# Freshwater fishing in Luzon



## HardballUSA (Jul 24, 2014)

Has anyone fished Pantabagan Lake? I read there is good Bass fishing there. Are there any other "Fresh" water lakes or streams in Luzon worth fishing? Anyone on the forum ever done ANY fresh water fishing anywhere in PH?


----------



## M.C.A. (Feb 24, 2013)

I also miss fresh water fishing, I'm water front property near the Sta Cruz Laguna area or Laguna de Bay. 

In some area's you can find large clams, the other clams are tiny and could make you extremely ill. Fishing is very difficult because these lakes are pretty much over fished, I once tried it with a net and all we caught were really small cat fish and tilapia but there is a carp but these fish are caught out in the middle and deeper area's the carp is delicious and it lives in the lakes, the color of it is white but it doesn't look like the ugly carp stateside. 

There are certain area's where the tilapia are plenty and so are the larger fish, odd fish such as the Snake head (real delicious) if cooked over coconut shells, there's another fish called the Big Head, it's horrible the fat when burned off smells terrible this is a fish the locals avoid unless they are very hungry another fish labeled the Black Cod, it's really good, looks similar to a catfish also.

I thought about buying one of those locally manufactured fiberglass boats (10,000 pesos plus) and get out farther but my wife and neighbors told me that's not a good idea, due to hold uppers.

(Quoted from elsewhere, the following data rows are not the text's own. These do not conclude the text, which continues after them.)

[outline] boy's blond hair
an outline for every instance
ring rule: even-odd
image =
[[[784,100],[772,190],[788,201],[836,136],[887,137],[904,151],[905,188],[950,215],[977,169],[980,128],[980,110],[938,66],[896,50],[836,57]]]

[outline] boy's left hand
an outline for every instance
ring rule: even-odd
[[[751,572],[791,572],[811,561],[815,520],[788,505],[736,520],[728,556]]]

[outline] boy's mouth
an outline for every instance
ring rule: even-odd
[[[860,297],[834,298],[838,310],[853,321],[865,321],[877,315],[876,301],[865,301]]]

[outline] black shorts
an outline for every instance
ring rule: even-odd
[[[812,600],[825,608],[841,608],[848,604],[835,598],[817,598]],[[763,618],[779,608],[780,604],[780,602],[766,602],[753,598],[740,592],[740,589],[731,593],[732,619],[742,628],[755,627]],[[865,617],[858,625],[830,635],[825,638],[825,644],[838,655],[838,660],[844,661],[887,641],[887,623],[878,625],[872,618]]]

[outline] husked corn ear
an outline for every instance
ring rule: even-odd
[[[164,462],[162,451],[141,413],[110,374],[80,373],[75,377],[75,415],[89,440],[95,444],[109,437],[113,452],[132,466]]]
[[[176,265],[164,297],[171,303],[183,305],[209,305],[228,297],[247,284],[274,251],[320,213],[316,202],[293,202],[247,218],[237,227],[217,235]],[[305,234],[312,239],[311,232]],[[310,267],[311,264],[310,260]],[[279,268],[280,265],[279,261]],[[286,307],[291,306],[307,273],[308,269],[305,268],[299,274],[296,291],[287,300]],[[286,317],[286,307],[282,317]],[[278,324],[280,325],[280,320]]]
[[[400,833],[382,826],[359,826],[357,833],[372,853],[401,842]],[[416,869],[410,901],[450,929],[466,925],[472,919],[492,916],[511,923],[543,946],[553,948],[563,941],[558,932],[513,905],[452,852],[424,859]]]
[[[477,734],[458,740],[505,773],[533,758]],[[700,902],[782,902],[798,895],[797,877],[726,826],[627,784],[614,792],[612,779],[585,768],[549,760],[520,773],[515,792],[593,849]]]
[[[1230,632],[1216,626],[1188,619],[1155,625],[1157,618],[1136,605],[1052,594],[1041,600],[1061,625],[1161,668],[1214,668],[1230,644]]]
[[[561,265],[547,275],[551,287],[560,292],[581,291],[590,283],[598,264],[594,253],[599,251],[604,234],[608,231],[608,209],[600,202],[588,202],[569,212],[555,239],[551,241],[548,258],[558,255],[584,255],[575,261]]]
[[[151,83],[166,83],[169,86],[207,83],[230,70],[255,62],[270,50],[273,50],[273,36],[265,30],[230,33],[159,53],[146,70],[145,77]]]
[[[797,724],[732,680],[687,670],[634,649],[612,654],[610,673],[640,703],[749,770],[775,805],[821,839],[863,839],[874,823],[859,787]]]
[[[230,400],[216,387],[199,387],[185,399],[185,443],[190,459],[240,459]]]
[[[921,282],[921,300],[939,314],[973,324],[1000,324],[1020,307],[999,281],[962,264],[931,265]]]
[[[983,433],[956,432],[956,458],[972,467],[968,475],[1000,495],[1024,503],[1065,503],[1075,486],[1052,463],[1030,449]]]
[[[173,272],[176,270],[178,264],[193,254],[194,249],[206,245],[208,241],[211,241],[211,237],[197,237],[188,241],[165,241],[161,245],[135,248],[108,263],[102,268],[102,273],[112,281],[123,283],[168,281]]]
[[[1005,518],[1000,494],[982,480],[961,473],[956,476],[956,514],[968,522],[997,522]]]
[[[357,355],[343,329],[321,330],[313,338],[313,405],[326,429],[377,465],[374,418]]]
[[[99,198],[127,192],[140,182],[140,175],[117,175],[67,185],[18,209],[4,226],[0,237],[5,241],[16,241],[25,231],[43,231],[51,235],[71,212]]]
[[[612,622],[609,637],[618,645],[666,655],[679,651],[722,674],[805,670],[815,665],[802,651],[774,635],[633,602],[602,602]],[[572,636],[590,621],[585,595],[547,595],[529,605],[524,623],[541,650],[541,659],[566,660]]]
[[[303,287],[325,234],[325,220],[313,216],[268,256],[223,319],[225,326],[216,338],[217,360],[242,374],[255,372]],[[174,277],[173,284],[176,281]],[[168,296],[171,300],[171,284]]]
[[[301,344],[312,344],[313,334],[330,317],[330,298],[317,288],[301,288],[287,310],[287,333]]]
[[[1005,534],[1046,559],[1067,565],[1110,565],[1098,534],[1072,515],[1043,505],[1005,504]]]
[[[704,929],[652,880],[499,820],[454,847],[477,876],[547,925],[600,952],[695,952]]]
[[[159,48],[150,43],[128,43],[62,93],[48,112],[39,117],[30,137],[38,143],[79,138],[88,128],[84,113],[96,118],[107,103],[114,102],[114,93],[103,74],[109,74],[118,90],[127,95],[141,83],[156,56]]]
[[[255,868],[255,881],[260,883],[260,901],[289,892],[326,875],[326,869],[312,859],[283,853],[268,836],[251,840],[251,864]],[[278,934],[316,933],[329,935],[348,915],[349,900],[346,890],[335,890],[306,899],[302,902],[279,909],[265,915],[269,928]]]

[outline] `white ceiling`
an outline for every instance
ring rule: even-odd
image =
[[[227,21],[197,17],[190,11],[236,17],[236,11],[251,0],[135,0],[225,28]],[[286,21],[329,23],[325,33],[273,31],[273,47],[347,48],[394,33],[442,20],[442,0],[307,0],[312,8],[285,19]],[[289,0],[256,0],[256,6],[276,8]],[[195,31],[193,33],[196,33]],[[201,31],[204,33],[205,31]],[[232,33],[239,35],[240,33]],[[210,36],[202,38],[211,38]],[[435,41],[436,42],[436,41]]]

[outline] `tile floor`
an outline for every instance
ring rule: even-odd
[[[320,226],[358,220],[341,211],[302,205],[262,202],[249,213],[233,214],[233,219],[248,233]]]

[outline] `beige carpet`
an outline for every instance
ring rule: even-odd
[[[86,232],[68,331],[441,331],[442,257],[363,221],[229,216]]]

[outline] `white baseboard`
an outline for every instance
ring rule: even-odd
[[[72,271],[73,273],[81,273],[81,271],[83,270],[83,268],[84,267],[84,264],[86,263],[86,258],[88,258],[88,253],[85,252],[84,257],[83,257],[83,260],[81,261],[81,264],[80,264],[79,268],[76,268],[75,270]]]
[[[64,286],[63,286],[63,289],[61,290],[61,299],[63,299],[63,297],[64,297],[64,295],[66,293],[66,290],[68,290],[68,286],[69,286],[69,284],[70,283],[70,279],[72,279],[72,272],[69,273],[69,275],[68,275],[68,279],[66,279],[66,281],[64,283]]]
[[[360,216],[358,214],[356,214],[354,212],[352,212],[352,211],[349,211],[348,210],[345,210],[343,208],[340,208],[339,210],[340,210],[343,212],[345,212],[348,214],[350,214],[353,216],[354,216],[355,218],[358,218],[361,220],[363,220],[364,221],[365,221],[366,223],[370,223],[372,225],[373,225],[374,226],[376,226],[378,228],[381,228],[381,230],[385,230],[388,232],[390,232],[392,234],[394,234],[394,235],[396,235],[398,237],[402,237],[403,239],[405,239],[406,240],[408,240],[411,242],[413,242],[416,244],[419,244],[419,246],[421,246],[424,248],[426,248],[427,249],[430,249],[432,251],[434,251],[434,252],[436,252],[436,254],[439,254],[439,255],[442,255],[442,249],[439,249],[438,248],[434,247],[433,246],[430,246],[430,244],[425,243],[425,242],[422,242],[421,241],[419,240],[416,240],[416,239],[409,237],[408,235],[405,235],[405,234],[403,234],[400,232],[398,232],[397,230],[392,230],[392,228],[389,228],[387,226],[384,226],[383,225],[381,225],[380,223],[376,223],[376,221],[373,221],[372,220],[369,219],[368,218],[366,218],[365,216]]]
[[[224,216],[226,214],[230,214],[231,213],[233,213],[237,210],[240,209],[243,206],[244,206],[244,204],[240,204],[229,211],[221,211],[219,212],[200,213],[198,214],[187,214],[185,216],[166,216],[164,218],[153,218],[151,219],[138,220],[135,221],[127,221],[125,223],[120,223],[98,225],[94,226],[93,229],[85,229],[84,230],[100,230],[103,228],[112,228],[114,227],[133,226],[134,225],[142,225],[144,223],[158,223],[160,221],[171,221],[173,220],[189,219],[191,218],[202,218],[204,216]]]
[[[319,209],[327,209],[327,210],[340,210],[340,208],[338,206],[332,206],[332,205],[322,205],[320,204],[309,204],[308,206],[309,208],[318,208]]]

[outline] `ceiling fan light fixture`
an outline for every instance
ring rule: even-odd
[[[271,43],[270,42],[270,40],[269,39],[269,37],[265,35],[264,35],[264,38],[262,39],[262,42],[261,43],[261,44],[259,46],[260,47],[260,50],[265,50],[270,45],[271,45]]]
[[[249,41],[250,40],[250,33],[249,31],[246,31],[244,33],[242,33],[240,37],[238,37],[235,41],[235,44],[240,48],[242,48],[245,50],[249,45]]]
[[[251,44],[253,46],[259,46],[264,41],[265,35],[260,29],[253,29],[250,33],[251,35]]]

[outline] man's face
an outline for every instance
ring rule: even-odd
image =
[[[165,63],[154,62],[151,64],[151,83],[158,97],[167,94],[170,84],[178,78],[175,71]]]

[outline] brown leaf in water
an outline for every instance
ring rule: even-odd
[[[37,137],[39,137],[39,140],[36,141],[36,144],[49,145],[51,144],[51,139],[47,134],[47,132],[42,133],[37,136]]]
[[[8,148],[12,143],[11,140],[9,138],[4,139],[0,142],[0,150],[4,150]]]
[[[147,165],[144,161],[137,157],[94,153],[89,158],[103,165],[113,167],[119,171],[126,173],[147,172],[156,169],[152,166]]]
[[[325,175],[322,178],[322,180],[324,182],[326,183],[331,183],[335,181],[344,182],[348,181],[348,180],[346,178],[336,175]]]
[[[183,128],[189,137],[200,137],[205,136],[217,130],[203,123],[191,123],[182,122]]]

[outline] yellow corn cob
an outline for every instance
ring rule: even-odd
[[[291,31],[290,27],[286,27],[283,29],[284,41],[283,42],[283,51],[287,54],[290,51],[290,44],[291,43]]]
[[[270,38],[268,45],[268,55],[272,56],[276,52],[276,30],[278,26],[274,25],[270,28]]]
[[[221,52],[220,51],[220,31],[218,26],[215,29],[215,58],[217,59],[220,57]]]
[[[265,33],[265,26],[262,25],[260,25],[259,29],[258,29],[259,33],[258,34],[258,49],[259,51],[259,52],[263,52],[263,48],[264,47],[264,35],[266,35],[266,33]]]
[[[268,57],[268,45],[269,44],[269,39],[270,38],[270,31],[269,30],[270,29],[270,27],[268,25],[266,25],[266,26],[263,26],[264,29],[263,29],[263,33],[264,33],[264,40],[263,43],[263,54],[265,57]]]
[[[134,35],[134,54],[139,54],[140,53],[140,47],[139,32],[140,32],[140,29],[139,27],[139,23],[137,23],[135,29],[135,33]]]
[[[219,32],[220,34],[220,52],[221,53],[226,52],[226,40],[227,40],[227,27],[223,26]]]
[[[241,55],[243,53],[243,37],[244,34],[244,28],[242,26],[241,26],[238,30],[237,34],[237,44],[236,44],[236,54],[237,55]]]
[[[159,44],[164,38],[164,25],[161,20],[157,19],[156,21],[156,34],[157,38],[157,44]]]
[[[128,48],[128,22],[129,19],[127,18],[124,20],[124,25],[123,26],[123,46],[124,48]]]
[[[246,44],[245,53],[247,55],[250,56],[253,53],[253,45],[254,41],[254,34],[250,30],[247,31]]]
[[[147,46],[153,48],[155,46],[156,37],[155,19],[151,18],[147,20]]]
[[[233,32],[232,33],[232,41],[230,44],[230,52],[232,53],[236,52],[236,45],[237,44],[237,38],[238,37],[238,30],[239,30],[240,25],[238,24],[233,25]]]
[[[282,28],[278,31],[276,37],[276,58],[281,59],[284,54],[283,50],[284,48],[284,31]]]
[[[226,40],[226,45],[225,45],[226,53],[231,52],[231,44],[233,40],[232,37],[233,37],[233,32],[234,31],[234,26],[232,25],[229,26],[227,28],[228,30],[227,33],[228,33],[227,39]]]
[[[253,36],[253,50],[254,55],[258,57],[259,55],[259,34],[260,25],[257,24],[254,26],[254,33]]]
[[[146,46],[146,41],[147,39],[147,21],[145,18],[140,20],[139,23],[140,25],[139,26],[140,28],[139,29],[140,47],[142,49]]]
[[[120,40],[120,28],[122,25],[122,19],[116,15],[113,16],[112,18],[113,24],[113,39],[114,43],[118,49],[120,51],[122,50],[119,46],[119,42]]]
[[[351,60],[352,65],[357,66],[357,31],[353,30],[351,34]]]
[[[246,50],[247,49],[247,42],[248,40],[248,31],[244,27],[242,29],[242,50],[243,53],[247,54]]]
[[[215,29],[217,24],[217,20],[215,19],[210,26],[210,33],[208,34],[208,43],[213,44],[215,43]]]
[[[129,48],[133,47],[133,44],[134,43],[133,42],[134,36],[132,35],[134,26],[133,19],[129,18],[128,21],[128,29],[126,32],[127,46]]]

I looked up your lake and it's north of Manila so a very long ways from where we are.


----------



## magsasaja (Jan 31, 2014)

My English Friend fishes on Pantabagan lake at least once a week. 
Just had a look at his facebook page and he catches Tawis (Bass) on a regular basis. He has caught bass up to 7kg, using a artificial worm.


----------



## HardballUSA (Jul 24, 2014)

Now that's what I wanted to hear!! TY.
I'm packing my ultra-light tackle in a Balikbayan box now. ;-)
TB


----------



## pakawala (Sep 10, 2014)

Tournament inf. for Pantabagan & other locations. 

PGFF entrance


----------



## expatuk2016 (Mar 20, 2016)

M.C.A. said:


> I also miss fresh water fishing, I'm water front property near the Sta Cruz Laguna area or Laguna de Bay.
> 
> In some area's you can find large clams, the other clams are tiny and could make you extremely ill. Fishing is very difficult because these lakes are pretty much over fished, I once tried it with a net and all we caught were really small cat fish and tilapia but there is a carp but these fish are caught out in the middle and deeper area's the carp is delicious and it lives in the lakes, the color of it is white but it doesn't look like the ugly carp stateside.
> 
> ...


A word of warning !! I also live on the edge of Laguna De Bay and and the wife has a cousin who runs a Fish business with his nets etc out in the middle of the bay and he and his " Boys " dont take kindly to Trespassers ! 
Even other family members are warned to stay away ! 
From where I live I often see men and woman fishing with rods early in the morning and late afternoon but they are always just a few yards from the edge.
And they do catch many fish.


----------



## M.C.A. (Feb 24, 2013)

*Milk Fish*



expatuk2016 said:


> A word of warning !! I also live on the edge of Laguna De Bay and and the wife has a cousin who runs a Fish business with his nets etc out in the middle of the bay and he and his " Boys " dont take kindly to Trespassers !
> Even other family members are warned to stay away !
> From where I live I often see men and woman fishing with rods early in the morning and late afternoon but they are always just a few yards from the edge.
> And they do catch many fish.


After rough weather the milkfish sometimes get loose and these fish can be very large and price is dirt cheap. About 4 months ago we bought from a lady selling on road and I couldn't believe the size of these Milk Fish, I stalked up our freezer. My neighbor used to have a fish farm in the back but after one of the typhoons he lost everything.


----------



## texxan1 (Apr 5, 2016)

I will be coming there soon and other than finding a few dates.. Fishing is always on my mind...

I fish for a living in the states, and am going to miss that alot... I look forward to fishing all over the phils eventually


----------